Once a prison – now their stage. The jail setting is an integral part of the film. As it wasn’t possible to film in Ezeiza prison, the ex-detainees of Ezeiza re-replay their past behind bars in the abandoned Caseros prison. In the late 1970s, under the dictatorship of Jorge Rafael Videla, it was a jail for political prisoners and a frequent target for human rights groups that were whistleblowing about Caseros’s inhumane living conditions. The facility’s notoriety and eerie poetic visuality add symbolic layers, inviting reflections on the treatment and systemic oppression of “inconvenient” people.

The moments when they burst out in song reveal the key stories of heartbreak, getting caught or getting married. Even the head count becomes a musical piece. With upbeat, Latino rhythms, they sing about the controlling dynamics between them and the guards, thus creating a wonderful musical sequence that evokes the cynicism of this domineering practice. The film doesn’t shy away from some MTV-era clichés either.
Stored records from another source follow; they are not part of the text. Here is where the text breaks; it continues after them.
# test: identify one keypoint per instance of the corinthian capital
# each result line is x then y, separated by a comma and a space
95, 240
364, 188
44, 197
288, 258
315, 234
The eclectic choreography feels natural, allowing the heroines to move and express themselves freely. Take the scene where Noe, a trans woman formerly a victim of forced prostitution, gives a voguing class to her fellow inmates. Noe's vibrant character is indeed the film’s beating, comedic heart.

Except for a brawl between Carla and Noe that escalates into a dance-off, there's never any violence or backstabbing among the gang. Reas is not interested in pitting them against each other, instead choosing to be a film about solidarity in captivity. Nevertheless, the music-less scene with the guards beating Nacho up brings us right back to the prison realism.

Although the attention is devoted relatively equally to each member of the ensemble cast, Yoseli and Nacho stand out as protagonists. The trans man Nacho, the prison’s rock-band leader, brings an edginess and a rock’n’roll aspect. But there’s more to it than meets the eye: Nacho’s persona oozes an intimate tragedy paired with great ambitions.

Yoseli's arrival and departure lay out the film’s framework, as she is the viewer’s insider behind bars. As the soap opera-loving Yoseli never loses her tenderness or uncorrupted hopefulness, her journey shows that maturing in captivity doesn’t necessarily imply an emotional withdrawal.

Arias’s respect for her cast materialises through her humble directing. By simply letting them shine, Reas carefully avoids the tiniest hints of stigmatisation of these otherwise marginalised characters. There’s no search for sensation, no premeditated ambitions of wokeness. Just real people having a bit of fun and perhaps, just perhaps, getting some closure.

Reas is a co-production between Argentina’s Gema Films, Germany’s Sutor Kolonko and Switzerland’s Mira Film. The world sales are handled by France’s Luxbox.